Mario Draghi, retroscena sulla telefonata a Grillo e M5s prima del Cdm sulla giustizia: "Costretto a dimettermi"
Quelle sulla giustizia era un nodo che andava sbrogliato. Il Movimento 5 Stelle doveva essere avvisato: niente scherzi o è la fine. E così è stato. Prima del faccia faccia in Consiglio dei ministri, Mario Draghi si è voluto rassicurare sulla riforma della giustizia firmata Marta Cartabia con una telefonata a Beppe Grillo. Il retroscena, diffuso dal Fatto Quotidiano, ha parlato di una chiamata fatta direttamente dal premier al fondatore del M5s, ad oggi molto sensibile sul tema viste le accuse rivolte al figlio Ciro Grillo. Le ricostruzioni - spiega in un'altra pesante indiscrezione La Stampa - si concentrano soprattutto su un momento, quel momento particolare, in cui vengono messi da Draghi di fronte alla responsabilità di poter innescare una crisi di governo: "Se non passa la riforma - si legge sul quotidiano di Giannini - sarò costretto a mettere nelle mani del presidente della Repubblica le mie dimissioni".
Questo sarebbe stato l'avvertimento che il presidente del Consiglio avrebbe fatto arrivare ai grillini, in seguito informati anche del fatto che in quelle ore ci sarebbero stati contatti informali tra Palazzo Chigi e il Quirinale.
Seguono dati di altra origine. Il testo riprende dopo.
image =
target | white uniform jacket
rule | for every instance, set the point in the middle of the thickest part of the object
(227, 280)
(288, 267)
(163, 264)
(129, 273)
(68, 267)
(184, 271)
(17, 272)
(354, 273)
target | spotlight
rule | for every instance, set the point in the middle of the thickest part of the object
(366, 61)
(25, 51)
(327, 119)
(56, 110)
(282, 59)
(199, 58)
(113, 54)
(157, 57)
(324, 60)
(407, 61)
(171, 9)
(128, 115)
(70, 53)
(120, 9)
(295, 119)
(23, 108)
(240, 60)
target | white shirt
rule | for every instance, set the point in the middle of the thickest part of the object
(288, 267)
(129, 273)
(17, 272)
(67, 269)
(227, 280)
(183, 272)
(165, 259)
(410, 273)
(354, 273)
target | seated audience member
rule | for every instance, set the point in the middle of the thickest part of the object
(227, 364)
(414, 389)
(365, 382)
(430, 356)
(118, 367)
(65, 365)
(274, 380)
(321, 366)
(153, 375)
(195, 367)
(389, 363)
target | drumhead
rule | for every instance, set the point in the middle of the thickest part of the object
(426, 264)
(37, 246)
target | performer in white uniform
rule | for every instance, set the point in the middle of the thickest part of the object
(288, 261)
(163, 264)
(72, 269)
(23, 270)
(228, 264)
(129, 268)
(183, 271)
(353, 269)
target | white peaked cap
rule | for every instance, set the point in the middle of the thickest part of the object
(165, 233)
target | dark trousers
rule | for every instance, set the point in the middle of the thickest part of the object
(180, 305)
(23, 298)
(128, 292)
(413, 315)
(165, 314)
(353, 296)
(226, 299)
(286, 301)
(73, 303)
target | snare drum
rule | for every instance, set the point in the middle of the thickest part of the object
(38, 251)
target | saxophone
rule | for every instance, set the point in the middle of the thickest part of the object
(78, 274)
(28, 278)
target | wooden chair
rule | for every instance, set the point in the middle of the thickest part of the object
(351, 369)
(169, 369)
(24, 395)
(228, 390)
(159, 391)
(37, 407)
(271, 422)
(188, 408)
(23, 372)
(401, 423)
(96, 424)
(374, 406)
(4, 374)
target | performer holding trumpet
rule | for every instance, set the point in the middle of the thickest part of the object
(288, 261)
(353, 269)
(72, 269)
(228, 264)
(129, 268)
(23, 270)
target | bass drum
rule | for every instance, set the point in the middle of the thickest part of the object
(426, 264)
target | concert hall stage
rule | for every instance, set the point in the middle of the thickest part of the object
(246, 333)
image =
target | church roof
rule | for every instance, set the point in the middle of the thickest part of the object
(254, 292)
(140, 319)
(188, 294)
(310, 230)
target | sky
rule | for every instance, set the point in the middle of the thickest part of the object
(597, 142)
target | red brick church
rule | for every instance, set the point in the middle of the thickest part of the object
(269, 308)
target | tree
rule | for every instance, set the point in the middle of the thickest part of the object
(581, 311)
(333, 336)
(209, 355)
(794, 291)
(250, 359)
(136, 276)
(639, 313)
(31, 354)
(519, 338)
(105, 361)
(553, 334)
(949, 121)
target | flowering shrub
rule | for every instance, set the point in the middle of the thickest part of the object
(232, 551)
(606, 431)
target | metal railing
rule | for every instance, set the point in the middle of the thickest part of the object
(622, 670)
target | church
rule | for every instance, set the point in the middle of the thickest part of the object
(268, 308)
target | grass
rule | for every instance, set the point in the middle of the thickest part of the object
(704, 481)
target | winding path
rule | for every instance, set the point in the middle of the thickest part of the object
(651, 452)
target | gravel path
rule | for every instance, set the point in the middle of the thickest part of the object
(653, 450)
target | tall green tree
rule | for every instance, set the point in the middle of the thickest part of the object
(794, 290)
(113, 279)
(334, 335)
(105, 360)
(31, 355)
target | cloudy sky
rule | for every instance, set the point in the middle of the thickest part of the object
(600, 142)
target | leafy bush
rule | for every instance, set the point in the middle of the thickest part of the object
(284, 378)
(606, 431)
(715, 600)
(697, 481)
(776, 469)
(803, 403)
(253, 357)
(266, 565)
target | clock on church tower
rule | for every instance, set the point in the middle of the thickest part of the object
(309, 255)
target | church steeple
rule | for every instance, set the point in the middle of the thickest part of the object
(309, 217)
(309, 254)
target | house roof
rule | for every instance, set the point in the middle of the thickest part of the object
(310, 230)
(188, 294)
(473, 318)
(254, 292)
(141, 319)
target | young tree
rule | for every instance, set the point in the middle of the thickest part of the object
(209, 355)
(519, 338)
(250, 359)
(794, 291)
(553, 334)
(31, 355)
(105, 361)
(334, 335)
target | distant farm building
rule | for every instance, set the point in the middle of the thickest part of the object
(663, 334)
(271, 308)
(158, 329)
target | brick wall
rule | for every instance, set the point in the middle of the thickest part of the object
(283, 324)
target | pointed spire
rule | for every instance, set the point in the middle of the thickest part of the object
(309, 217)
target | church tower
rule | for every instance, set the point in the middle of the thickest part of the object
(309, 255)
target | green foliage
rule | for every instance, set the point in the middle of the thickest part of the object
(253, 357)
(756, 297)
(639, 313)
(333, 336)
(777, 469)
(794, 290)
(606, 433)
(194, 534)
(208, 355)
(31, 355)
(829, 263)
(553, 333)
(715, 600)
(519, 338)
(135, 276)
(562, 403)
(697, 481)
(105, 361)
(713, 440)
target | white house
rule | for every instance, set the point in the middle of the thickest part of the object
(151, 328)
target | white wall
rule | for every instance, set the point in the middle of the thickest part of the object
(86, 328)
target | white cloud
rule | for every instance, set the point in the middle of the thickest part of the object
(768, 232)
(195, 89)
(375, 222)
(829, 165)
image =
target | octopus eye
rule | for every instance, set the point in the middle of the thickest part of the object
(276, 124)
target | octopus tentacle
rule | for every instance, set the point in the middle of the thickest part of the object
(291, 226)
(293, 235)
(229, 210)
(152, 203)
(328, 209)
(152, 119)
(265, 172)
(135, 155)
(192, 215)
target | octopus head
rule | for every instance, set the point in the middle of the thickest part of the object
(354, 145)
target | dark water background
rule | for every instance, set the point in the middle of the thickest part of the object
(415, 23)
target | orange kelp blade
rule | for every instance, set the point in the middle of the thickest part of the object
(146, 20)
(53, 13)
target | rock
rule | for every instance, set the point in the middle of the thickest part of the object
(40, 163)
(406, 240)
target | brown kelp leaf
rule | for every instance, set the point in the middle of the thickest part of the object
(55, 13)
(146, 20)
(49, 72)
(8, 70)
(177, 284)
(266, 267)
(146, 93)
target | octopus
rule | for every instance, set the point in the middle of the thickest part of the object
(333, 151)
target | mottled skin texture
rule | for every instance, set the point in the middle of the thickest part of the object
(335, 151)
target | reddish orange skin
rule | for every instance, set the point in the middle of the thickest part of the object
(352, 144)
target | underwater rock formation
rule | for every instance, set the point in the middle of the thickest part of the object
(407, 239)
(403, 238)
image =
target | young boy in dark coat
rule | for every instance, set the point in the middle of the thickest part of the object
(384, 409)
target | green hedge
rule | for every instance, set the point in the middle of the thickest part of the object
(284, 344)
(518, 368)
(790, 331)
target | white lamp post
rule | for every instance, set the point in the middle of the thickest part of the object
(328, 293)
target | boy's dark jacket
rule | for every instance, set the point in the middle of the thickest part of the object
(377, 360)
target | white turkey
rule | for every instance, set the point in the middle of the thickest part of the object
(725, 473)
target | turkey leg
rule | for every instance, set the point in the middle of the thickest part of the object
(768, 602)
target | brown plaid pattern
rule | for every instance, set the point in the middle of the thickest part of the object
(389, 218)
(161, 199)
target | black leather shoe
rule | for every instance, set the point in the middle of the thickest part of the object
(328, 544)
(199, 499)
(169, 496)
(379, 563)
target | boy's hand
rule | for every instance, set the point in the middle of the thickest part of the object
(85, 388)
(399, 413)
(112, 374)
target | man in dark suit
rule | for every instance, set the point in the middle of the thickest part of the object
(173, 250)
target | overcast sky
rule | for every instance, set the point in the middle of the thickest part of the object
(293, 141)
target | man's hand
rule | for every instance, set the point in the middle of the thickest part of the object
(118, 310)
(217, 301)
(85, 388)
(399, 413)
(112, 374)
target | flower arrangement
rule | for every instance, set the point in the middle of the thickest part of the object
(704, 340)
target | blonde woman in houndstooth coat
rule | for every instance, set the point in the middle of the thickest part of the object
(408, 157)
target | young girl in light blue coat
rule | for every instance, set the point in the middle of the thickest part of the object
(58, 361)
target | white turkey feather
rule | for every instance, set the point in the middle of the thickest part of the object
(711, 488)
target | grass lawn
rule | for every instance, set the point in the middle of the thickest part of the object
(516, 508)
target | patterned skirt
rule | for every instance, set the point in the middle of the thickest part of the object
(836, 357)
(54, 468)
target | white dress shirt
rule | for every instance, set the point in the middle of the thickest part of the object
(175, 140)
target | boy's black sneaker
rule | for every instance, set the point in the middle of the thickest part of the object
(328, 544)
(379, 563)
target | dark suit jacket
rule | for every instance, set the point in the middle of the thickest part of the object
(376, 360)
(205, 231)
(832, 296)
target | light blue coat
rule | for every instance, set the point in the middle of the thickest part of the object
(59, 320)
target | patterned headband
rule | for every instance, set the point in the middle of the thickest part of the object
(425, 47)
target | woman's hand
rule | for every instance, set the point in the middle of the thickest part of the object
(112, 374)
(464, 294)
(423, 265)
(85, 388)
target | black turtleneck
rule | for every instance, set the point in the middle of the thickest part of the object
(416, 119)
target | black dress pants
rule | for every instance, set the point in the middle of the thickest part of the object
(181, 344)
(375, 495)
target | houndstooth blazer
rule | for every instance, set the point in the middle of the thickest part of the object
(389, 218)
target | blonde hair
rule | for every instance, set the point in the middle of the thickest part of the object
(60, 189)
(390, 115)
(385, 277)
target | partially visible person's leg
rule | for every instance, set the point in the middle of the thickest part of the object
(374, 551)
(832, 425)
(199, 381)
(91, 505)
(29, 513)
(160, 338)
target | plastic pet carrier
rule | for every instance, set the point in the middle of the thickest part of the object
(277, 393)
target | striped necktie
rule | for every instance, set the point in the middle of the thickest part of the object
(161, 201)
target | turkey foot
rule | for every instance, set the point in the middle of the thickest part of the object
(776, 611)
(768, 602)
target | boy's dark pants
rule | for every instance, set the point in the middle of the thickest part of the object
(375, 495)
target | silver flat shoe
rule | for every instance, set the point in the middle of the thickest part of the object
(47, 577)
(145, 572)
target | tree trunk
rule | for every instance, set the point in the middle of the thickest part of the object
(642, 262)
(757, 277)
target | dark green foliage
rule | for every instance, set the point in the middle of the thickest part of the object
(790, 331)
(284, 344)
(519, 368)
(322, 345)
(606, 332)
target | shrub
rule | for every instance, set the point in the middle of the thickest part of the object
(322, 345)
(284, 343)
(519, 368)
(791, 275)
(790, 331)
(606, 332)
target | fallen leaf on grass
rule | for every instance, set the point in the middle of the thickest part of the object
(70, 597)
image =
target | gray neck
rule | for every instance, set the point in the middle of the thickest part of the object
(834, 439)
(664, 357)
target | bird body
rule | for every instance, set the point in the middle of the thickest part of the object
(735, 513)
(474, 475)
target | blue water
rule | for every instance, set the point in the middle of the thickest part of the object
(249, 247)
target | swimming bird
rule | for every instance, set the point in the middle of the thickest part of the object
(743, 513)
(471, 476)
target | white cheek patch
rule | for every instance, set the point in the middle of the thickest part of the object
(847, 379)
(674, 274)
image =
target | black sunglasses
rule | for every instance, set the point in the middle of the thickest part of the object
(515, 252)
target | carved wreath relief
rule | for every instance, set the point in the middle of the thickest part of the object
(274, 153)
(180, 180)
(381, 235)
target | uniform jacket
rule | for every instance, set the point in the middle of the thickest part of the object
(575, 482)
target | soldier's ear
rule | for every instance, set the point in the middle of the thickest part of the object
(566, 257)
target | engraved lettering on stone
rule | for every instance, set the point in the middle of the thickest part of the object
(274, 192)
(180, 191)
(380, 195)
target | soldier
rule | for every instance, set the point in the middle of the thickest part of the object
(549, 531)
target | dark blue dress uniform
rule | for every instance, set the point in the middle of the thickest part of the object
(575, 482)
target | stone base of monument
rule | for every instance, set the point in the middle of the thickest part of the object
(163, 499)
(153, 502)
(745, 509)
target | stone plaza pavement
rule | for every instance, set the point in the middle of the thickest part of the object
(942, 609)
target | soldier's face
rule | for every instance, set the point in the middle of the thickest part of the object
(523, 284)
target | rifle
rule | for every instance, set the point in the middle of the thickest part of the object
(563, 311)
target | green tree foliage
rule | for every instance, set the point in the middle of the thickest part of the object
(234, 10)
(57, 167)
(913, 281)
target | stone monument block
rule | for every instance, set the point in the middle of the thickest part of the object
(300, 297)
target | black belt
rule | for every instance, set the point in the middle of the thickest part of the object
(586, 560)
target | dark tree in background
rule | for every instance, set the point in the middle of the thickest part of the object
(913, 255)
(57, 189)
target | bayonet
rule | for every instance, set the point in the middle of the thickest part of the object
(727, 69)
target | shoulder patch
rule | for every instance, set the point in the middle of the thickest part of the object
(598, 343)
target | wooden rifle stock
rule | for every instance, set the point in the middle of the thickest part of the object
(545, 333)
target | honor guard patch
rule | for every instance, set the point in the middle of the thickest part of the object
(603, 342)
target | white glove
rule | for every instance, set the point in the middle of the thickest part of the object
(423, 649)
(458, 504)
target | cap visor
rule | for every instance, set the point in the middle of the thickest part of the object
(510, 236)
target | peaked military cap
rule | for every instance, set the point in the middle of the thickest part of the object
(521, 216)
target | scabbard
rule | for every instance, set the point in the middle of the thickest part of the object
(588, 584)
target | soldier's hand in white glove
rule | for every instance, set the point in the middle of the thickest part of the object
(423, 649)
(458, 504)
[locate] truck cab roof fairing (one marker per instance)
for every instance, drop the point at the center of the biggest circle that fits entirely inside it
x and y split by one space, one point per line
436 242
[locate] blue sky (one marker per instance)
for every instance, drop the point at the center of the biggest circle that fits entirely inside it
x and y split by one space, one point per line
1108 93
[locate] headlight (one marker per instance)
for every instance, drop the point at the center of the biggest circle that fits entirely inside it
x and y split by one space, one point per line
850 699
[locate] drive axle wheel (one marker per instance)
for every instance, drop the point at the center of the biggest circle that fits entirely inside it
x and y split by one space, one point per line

E così nel panico, sembra che i pentastellati abbiano optato per la scelta migliore: una mediazione. Finito però il Cdm il M5s si è dimostrato per quello che è: spaccato.
Ed ecco che Giuseppe Conte, da giorni ai ferri corti con il garante, ha detto la sua scagliandosi contro Draghi, Cinque Stelle e la riforma della giustizia. "Non canterei vittoria", è stato il suo monito seguito poi da quello di Alfonso Bonafede e preceduto da quello di Alessandro Di Battista. Ma d'altronde si sa, se Grillo ha tutti gli interessi a tenersi buono il presidente del Consiglio, l'ex premier ha tutti gli interessi nel vederlo cadere. A maggior ragione se così riesce anche nel fare un dispetto al comico che non gli ha ceduto la leadership del Movimento.